La Chambre préliminaire III a conclu qu'il y a des motifs raisonnables de croire qu'au lendemain des élections présidentielles en Côte d'Ivoire, les forces pro-Gbagbo ont attaqué la population civile à Abidjan et dans l'ouest du pays, à partir du 28 novembre 2010, prenant pour cible des civils qu'elles pensaient être des partisans du candidat de l'opposition. Il est allégué que ces attaques revêtaient un caractère généralisé et systématique, ont été commises sur une longue période et dans une zone géographique vaste, et suivaient un mode opératoire général similaire. En outre, elles auraient souvent été dirigées contre des communautés ethniques ou religieuses spécifiques et ont fait un grand nombre de victimes.

La Chambre a également conclu qu'il y a des motifs raisonnables de croire que Laurent Gbagbo et son entourage immédiat avaient convenu d'un plan et qu'ils étaient conscients que la mise en œuvre de celui-ci aboutirait à la commission des crimes allégués. Ils auraient exercé un contrôle conjoint sur les crimes et apporté une contribution coordonnée et essentielle à la réalisation du plan.

« Justice sera faite pour les victimes ivoiriennes de crimes commis à grande échelle : M. Gbagbo est le premier à devoir rendre compte de ses actes. Il ne sera pas le dernier », a déclaré le Procureur de la CPI, Luis Moreno-Ocampo.

« Nous disposons d'éléments de preuve qui nous permettent d'affirmer que la violence ne s'est pas déchaînée par hasard : les attaques systématiques et généralisées qui ont visé les civils considérés comme des ennemis politiques étaient préméditées. En décembre dernier, nous avons lancé un avertissement à M. Gbagbo et d'autres personnes concernées. Nous y donnons suite aujourd'hui », a-t-il ajouté. « Les dirigeants politiques doivent comprendre que désormais, il n'est plus possible de recourir à la violence pour accéder au pouvoir ou s'y maintenir. »

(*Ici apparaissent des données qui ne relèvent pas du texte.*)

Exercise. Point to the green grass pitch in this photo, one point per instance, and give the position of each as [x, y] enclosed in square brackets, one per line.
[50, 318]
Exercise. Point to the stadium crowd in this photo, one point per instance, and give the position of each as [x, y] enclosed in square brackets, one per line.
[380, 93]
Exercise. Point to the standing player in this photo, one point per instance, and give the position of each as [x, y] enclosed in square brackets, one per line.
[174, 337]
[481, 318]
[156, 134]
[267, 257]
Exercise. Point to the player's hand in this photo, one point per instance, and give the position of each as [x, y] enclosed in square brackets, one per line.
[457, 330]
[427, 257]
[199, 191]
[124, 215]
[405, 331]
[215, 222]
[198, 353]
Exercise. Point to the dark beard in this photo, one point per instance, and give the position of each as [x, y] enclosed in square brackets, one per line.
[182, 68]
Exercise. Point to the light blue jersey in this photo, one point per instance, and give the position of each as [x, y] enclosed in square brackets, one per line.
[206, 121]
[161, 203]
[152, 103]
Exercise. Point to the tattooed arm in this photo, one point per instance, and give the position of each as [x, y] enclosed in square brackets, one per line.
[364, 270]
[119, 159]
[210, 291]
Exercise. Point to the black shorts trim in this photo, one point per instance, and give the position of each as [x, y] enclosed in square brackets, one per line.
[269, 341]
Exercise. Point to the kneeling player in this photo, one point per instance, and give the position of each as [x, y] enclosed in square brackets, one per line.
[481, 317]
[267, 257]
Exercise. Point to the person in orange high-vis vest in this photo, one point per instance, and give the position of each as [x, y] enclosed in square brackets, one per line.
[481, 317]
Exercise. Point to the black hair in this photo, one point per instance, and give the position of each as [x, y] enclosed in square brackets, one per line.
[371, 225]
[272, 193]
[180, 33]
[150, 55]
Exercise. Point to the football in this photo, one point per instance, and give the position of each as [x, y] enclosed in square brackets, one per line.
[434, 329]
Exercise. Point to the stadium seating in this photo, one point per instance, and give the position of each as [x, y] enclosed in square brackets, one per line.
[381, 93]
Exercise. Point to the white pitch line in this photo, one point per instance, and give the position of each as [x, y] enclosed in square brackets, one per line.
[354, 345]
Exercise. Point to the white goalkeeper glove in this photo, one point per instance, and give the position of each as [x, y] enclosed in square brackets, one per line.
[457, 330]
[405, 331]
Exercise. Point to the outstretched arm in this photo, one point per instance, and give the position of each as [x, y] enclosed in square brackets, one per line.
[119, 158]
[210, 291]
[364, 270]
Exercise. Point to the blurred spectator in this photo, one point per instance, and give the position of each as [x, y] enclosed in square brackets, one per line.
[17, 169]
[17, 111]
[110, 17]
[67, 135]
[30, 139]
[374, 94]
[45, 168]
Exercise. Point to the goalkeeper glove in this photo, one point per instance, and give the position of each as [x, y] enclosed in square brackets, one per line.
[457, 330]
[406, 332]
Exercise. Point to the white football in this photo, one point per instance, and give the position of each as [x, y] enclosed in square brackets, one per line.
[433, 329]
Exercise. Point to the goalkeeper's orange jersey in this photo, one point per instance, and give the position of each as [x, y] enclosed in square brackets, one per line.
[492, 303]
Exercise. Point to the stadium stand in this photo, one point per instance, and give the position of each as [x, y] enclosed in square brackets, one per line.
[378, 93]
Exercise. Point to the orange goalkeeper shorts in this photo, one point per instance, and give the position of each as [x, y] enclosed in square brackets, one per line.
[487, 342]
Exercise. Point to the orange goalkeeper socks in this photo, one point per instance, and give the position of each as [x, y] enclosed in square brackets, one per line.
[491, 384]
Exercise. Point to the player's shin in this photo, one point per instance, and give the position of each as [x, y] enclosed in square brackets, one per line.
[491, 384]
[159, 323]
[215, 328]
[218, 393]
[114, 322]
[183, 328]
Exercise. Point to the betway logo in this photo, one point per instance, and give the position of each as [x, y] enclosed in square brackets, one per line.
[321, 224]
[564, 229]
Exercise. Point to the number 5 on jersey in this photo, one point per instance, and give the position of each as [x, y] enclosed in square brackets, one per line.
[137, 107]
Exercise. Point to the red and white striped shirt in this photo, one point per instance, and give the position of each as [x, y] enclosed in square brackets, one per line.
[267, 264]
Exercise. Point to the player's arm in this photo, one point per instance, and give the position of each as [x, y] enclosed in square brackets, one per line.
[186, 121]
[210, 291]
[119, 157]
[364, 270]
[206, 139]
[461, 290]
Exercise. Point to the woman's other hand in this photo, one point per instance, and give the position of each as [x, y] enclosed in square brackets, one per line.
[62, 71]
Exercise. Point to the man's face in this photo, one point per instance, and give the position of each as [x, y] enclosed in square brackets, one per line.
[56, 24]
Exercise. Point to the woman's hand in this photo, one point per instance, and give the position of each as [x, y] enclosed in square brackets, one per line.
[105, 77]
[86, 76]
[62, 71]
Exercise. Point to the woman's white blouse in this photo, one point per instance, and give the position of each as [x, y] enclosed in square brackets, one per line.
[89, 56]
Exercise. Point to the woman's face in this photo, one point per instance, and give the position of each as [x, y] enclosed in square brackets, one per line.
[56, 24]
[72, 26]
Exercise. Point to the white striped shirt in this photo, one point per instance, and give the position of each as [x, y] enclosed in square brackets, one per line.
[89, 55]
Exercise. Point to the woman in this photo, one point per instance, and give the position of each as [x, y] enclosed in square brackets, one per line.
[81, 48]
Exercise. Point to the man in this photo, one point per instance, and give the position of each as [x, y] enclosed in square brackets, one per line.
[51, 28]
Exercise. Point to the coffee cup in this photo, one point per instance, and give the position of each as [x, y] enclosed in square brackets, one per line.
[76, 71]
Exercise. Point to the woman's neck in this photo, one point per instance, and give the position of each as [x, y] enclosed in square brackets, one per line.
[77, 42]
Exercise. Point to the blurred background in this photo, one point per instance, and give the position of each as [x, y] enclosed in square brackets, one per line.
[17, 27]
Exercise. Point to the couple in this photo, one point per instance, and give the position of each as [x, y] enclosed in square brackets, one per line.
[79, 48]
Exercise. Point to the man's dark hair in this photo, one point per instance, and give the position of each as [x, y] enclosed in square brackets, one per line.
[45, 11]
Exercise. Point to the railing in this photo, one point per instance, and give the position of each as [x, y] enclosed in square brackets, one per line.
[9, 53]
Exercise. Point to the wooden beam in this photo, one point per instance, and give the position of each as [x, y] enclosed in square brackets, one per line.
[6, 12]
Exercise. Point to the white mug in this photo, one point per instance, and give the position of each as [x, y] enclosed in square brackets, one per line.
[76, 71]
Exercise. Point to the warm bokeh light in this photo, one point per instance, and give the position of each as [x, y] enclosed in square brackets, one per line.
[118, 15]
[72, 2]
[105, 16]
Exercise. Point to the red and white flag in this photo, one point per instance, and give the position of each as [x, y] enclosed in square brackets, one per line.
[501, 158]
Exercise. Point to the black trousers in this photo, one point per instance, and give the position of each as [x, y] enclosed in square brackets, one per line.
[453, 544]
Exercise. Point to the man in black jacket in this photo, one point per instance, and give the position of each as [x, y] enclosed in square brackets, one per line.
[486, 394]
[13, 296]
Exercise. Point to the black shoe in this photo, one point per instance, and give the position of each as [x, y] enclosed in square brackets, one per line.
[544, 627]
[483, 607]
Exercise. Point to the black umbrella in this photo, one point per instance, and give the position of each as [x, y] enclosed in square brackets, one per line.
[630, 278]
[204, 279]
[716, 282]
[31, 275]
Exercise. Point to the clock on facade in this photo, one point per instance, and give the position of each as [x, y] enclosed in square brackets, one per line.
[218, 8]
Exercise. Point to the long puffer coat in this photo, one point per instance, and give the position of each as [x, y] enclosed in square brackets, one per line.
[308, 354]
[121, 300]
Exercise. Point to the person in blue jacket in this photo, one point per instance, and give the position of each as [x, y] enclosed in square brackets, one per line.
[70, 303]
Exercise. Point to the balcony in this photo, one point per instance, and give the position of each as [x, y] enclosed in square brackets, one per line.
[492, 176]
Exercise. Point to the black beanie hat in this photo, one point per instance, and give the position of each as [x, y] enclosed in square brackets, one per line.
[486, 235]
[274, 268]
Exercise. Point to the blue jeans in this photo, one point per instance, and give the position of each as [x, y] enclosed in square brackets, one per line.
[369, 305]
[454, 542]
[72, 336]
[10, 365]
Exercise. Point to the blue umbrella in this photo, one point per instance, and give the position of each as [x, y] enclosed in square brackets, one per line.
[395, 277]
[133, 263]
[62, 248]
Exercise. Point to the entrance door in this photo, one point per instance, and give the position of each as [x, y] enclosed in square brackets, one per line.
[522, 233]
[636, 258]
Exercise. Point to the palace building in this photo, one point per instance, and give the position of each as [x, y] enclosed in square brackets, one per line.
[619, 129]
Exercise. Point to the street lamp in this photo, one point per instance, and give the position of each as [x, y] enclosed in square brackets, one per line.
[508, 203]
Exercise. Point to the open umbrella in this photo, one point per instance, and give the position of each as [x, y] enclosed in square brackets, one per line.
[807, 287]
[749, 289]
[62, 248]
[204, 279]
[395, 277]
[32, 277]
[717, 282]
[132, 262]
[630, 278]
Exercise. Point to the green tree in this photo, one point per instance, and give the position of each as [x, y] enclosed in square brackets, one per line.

Le mandat d'arrêt à l'encontre de Laurent Koudou Gbagbo est le premier mandat délivré dans le cadre de la situation en Côte d'Ivoire.

La Côte d'Ivoire n'est pas partie au Statut de Rome mais avait accepté la compétence de la Cour le 18 avril 2003. Plus récemment, le 14 décembre 2010 et le 3 mai 2011, la Présidence de la Côte d'Ivoire a de nouveau confirmé qu'elle acceptait la compétence de la Cour.

Le 3 octobre 2011, la Chambre préliminaire III a autorisé le Procureur à ouvrir une enquête de sa propre initiative sur les crimes relevant de la compétence de la Cour qui auraient été commis en Côte d'Ivoire depuis le 28 novembre 2010, ainsi que sur les crimes susceptibles d'être commis à l'avenir dans le cadre de cette situation. Les juges ont autorisé le Procureur à enquêter sur les crimes contre l'humanité et les crimes de guerre qui auraient été commis par les forces pro-Gbagbo et par les forces pro‑Ouattara, notamment des meurtres, des viols, des disparitions forcées, des cas d'emprisonnement, des actes de pillage et de torture et le fait de diriger intentionnellement des attaques contre des civils.

La Chambre préliminaire III a également demandé au Procureur de lui communiquer, dans un délai d'un mois, tout renseignement supplémentaire dont il dispose concernant des crimes commis entre 2002 et 2010 et susceptibles de relever de la compétence la Cour. Le Procureur a répondu à cette demande le 3 novembre 2011. La Chambre examine maintenant s'il y a lieu ou non d'autoriser le Procureur à enquêter sur des crimes qui auraient été commis entre 2002 et 2010.